Correct Answer: opcode

Explanation:


Introduction / Context:
Every processor executes binary instructions that are broken into fields. The field that tells the CPU what action to perform is critical because it determines which hardware pathways (datapath and control) activate. This question checks if you know the name of that instruction field in true machine language terminology.


Given Data / Assumptions:

  • The discussion refers to binary machine language, not assembly syntax.
  • An instruction typically contains an operation field and one or more operand/addressing fields.
  • Examples of operations include arithmetic, logic, data movement, and control flow.


Concept / Approach:
The operation code (abbreviated as opcode) is the part of the instruction that selects which operation the CPU performs. Control logic decodes the opcode into control signals. The remaining bits (operands, immediate data, or addressing mode specifiers) provide the data or references needed to complete the operation.


Step-by-Step Solution:

Identify the field naming conventions used in computer architecture.Map “first part that specifies the operation” to the standard term “opcode.”Confirm that mnemonics are human-readable assembly equivalents, not machine fields.Conclude that the correct term is opcode.

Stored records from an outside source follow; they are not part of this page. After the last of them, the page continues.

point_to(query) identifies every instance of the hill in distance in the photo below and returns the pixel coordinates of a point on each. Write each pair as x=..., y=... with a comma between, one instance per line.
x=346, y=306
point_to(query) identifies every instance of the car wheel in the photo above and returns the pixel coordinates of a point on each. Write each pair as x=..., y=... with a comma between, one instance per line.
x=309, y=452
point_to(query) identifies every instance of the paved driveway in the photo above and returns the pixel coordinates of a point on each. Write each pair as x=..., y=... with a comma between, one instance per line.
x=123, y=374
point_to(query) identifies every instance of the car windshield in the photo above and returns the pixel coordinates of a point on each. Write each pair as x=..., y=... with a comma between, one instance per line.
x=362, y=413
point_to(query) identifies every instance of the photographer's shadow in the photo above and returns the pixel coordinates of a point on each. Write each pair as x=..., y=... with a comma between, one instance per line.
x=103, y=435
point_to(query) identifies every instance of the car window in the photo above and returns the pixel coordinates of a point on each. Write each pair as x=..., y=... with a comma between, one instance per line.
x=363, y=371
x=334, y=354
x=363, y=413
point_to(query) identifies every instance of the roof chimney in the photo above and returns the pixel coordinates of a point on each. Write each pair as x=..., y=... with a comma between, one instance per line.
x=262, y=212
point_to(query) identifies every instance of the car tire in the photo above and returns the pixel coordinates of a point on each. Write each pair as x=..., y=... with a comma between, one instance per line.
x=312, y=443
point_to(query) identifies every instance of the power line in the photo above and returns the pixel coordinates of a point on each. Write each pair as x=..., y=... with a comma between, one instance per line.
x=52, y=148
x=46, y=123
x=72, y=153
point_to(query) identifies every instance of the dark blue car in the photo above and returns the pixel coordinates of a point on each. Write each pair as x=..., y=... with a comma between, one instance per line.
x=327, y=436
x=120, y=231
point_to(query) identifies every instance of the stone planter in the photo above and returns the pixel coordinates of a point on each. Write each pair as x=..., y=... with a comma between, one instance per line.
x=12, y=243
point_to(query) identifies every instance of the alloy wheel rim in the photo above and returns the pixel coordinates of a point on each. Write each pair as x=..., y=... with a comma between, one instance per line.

Verification / Alternative check:
Open any ISA reference (e.g., 8085, x86, ARM). The term “opcode” consistently labels the bits that select an instruction operation. Assemblers translate human mnemonics like MOV or ADD into opcodes.


Why Other Options Are Wrong:

  • mnemonic: Assembly-language shorthand for humans; not a machine field.
  • interrupt: An external or internal event that diverts execution; not an instruction field.
  • instruction cycle: A timing concept for fetch/execute; not a field inside an instruction.
  • operation counter: Not a standard term in ISA documentation.


Common Pitfalls:
Confusing assembly mnemonics (text) with opcodes (binary). Assuming “first part” always means a fixed-length field—some ISAs use variable-length opcodes but the role is unchanged.